EvaluateConfig
Every tunable threshold and penalty weight for the Evaluate health score, plus override recipes.
from stera import Evaluate, EvaluateConfig
cfg = EvaluateConfig(
sync_target=95.0,
hand_2_weight=0.0,
depth_required=False,
)
Evaluate(session, config=cfg).show()EvaluateConfig is a frozen-by-convention dataclass with three kinds of fields:
- Color thresholds —
(good_min, ok_min)pairs that drive the green / amber / red chips in the report. - Health-score deductions —
target+weightpairs that drive the 0–100 score. Set anyweightto0to disable that check. - Required-stream flags — booleans (
depth_required,imu_required) that gate the corresponding*_missing_penalty. Both default toTrue.
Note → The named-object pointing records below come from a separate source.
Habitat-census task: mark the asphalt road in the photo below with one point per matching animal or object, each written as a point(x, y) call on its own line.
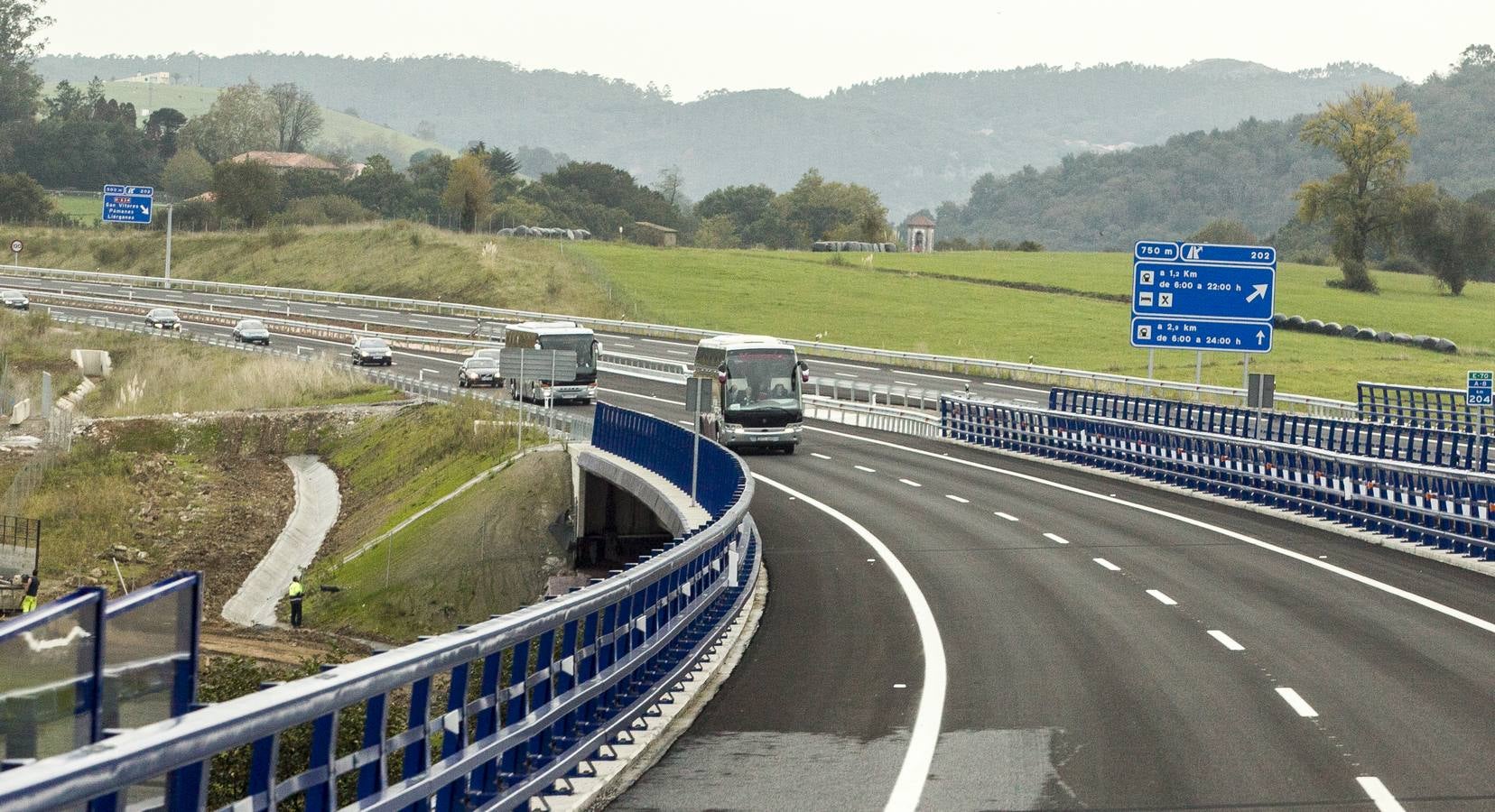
point(1105, 645)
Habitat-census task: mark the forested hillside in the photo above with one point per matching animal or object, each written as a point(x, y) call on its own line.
point(1247, 172)
point(915, 141)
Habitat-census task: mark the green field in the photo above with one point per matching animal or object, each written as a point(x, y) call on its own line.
point(339, 127)
point(952, 302)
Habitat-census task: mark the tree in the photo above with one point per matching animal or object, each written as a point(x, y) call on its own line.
point(20, 86)
point(23, 199)
point(501, 163)
point(187, 174)
point(1453, 240)
point(298, 118)
point(1370, 134)
point(238, 122)
point(162, 127)
point(669, 184)
point(469, 190)
point(1225, 232)
point(247, 190)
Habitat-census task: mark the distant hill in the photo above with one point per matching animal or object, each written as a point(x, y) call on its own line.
point(1247, 172)
point(339, 131)
point(916, 141)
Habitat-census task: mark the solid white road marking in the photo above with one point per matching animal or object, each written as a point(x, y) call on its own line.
point(915, 769)
point(1226, 641)
point(1298, 705)
point(936, 377)
point(1385, 802)
point(818, 361)
point(1342, 571)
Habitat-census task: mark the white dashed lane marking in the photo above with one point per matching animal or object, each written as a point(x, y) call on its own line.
point(1162, 598)
point(1226, 641)
point(1296, 703)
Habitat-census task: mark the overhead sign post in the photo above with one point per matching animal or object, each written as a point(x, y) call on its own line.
point(1202, 297)
point(127, 204)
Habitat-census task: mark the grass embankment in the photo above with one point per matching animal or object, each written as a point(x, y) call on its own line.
point(480, 554)
point(975, 304)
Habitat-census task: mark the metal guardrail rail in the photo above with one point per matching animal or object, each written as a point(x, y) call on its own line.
point(954, 364)
point(521, 700)
point(1438, 507)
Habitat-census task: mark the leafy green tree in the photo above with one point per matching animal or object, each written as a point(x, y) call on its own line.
point(469, 190)
point(20, 86)
point(23, 199)
point(1370, 134)
point(247, 190)
point(187, 174)
point(162, 127)
point(1453, 240)
point(239, 120)
point(298, 117)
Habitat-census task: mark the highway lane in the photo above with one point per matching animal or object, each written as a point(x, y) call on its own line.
point(845, 371)
point(1071, 684)
point(1086, 689)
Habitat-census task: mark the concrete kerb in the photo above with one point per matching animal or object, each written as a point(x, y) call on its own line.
point(649, 745)
point(1443, 557)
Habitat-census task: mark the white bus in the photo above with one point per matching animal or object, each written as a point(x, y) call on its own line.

Hand checks have three buckets:
hand_1plus_*— frames with at least 1 hand (= any-hand).hand_2_*— frames with exactly 2 hands.frames_with_more_hands*— frames with strictly more than 2 hands. Metric only; no config knobs because it's a detection-error indicator rather than a quality signal.
Defaults at a glance
EvaluateConfig(
# color thresholds (good_min, ok_min)
health_thresholds = (80.0, 60.0),
depth_valid_thresholds = (80.0, 50.0),
sync_thresholds = (90.0, 70.0),
hand_any_thresholds = (70.0, 30.0),
hand_1plus_thresholds = (40.0, 15.0),
hand_2_thresholds = (30.0, 10.0),
imu_gravity_max_dev = 0.5, # m/s² Δ from 9.81 for green
# required-stream flags (True = penalise when missing)
depth_required = True,
imu_required = True,
# health-score deductions
rgb_gap_max_penalty = 10.0,
depth_valid_target = 80.0,
depth_valid_weight = 0.3,
depth_missing_penalty = 10.0,
pose_missing_penalty = 15.0,
imu_missing_penalty = 5.0,
sync_target = 90.0,
sync_weight = 0.1,
hand_any_target = 50.0,
hand_any_weight = 0.15,
hand_1plus_target = 30.0,
hand_1plus_weight = 0.05,
hand_2_target = 20.0,
hand_2_weight = 0.10,
hand_missing_penalty = 0.0,
)Color thresholds
A value ≥ good_min renders green, ≥ ok_min amber, otherwise red. Higher is always better.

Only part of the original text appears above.